Setiap kontestasi politik pasti menyisakan cerita. Ada yang menang, ada yang kalah, ada yang kecewa, ada yang puas, dan ada pula yang memilih diam. Namun yang paling menentukan arah sebuah pemerintahan ke depan bukan semata hasil pemilihan, melainkan bagaimana komunikasi politik dibangun setelah itu.
Di level daerah, seorang bupati yang baru terpilih bukan hanya mewarisi jabatan, tapi juga dinamika sosial politik yang masih hangat. Sebab dalam setiap pilkada, tidak hanya program yang dipertarungkan, tapi juga ego, harga diri, relasi sosial, bahkan silaturrahmi antar keluarga dan kelompok masyarakat.
Oleh sebab itu, komunikasi politik pasca-kemenangan bukan sekadar soal sopan santun, melainkan bagian dari etika kekuasaan dan etika sesama bangsa. Dua dimensi yang bila diabaikan, hanya akan memperlebar luka sosial politik di tengah masyarakat.

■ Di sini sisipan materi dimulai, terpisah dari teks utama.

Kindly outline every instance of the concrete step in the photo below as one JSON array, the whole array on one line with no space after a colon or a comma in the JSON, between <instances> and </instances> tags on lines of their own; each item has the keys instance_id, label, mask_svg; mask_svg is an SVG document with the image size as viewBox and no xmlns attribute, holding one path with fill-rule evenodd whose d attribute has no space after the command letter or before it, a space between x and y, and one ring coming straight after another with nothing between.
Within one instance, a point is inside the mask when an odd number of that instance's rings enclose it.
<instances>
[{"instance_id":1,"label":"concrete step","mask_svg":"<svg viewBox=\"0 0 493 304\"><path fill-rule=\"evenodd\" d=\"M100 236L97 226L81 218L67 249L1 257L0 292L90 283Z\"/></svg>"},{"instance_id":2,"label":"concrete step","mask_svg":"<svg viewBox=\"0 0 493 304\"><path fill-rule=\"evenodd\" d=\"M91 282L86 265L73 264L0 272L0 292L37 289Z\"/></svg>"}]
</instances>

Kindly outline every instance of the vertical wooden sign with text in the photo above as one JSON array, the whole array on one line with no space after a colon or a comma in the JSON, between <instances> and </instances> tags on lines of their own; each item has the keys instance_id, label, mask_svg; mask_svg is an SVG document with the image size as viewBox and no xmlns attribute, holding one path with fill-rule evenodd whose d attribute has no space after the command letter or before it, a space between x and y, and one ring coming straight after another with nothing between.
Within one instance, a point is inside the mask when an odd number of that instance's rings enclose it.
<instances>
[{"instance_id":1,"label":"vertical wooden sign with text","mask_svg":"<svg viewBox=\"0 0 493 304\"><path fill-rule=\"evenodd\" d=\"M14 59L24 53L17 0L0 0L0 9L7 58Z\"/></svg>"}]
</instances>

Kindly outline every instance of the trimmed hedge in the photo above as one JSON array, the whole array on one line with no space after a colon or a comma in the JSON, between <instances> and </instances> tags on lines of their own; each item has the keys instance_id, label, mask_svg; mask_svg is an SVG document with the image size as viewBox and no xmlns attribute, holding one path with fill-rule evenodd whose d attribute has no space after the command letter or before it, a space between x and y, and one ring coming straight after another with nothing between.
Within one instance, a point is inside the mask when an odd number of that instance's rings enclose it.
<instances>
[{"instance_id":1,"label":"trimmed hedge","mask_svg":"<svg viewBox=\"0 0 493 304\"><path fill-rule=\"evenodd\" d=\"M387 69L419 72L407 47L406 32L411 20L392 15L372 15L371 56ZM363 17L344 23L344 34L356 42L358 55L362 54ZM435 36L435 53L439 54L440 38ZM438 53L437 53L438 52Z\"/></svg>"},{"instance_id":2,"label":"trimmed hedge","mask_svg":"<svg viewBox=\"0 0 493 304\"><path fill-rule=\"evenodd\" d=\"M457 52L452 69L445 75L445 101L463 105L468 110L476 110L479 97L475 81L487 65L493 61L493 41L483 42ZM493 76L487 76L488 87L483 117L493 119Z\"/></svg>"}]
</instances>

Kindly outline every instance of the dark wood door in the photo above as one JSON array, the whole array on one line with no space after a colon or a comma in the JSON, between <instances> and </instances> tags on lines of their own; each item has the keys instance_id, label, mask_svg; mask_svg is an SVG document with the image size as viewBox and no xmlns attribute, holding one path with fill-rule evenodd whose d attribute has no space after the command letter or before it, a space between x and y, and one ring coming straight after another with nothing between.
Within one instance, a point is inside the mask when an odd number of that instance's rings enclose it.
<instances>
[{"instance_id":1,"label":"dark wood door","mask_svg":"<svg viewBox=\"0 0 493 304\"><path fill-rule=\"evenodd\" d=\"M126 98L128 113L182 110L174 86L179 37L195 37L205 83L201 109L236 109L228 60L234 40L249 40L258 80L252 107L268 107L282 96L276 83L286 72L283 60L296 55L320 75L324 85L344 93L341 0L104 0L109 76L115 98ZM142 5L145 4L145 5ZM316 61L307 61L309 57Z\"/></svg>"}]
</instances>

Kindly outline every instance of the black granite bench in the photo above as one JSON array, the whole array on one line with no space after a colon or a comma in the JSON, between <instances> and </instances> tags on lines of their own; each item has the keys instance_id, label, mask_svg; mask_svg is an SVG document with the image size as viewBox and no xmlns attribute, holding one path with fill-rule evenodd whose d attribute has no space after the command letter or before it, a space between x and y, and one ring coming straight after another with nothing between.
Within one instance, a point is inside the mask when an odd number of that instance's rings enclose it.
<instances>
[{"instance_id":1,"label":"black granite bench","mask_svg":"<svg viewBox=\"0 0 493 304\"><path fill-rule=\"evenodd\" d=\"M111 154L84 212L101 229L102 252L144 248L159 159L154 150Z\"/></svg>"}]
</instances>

Etika Kekuasaan: Menang Bukan Berarti Bebas Mengabaikan
Seorang pemimpin yang baik memahami bahwa kekuasaan adalah amanah, bukan alat balas dendam. Komunikasi politik pasca kemenangan semestinya dibangun dengan merangkul, bukan menyudutkan. Tidak cukup dengan pidato seremonial yang menyatakan “kemenangan ini kemenangan rakyat”, tetapi harus diwujudkan dalam sikap nyata, komunikasi aktif, dan keterbukaan politik kepada semua pihak, termasuk mereka yang kemarin menjadi rival.
Mengabaikan paslon yang kalah dan tim sukses lawan adalah bentuk kepicikan politik. Sebab dalam demokrasi, keberadaan oposisi adalah bagian dari keseimbangan kekuasaan. Merangkul mereka, minimal dalam dialog, bukan hanya soal kesantunan, tapi strategi untuk meredam gesekan horizontal yang bisa mengganggu stabilitas sosial di daerah.
Seorang bupati yang matang harus bisa memposisikan diri bukan lagi sebagai kontestan, tetapi sebagai ayah bagi semua anak-anak daerah, terlepas siapa yang dulu memilih atau tidak memilihnya.
Etika Sesama Bangsa: Demokrasi Bukan Ajang Permusuhan Abadi
Dalam perspektif etika kebangsaan, rivalitas politik tidak boleh diwariskan menjadi dendam sosial. Kita adalah sesama anak bangsa yang hidup dalam satu wilayah, berbagi udara, jalan, pasar, masjid, dan sekolah yang sama. Pilkada boleh selesai, tapi kehidupan bermasyarakat terus berjalan.
Karena itu, penting bagi seorang pemimpin daerah untuk menginisiasi silaturrahmi politik pasca pilkada. Bukan basa-basi, tapi pertemuan yang tulus untuk menyatukan kembali simpul-simpul sosial yang sempat renggang. Mengajak paslon kalah untuk duduk bersama, mendengar kritik, bahkan mungkin menawarkan ruang kontribusi di luar jabatan politik, adalah langkah bijak seorang negarawan.
Etika sesama bangsa mengajarkan kita bahwa persaudaraan lebih utama dari sekadar gengsi politik. Sebab luka akibat pilkada tak jarang berujung permusuhan keluarga, pecahnya komunitas, bahkan retaknya kerukunan kampung. Bila pemimpin daerah tidak bijak, residu politik ini bisa memicu konflik sosial laten.
Penutup: Politik Itu Seni Merangkul
Kemenangan politik itu biasa. Tapi kemenangan hati rakyat adalah prestasi sesungguhnya. Seorang bupati yang mampu menjalin komunikasi dengan paslon kalah dan tim sukses lawan, bukan saja menunjukkan kedewasaan politiknya, tapi juga mempertegas jati dirinya sebagai pemimpin rakyat, bukan hanya pemimpin kelompok.
Karena politik sejatinya bukan tentang mengalahkan, tapi tentang membangun dan merawat peradaban bersama. Dan di tanah yang sama, kita tetap harus hidup berdampingan, saling menjaga, dan menyapa.
Sebagaimana pepatah Aceh berkata:
"Kalah ta jak hana leumoh, lam droe ka do sagoe"
(Kalah bukan berarti kehilangan, masih ada harga diri yang harus dijaga)
Maka biarlah etika politik dan etika kebangsaan menjadi warisan peradaban, agar kita tidak kehilangan adab dalam berpolitik.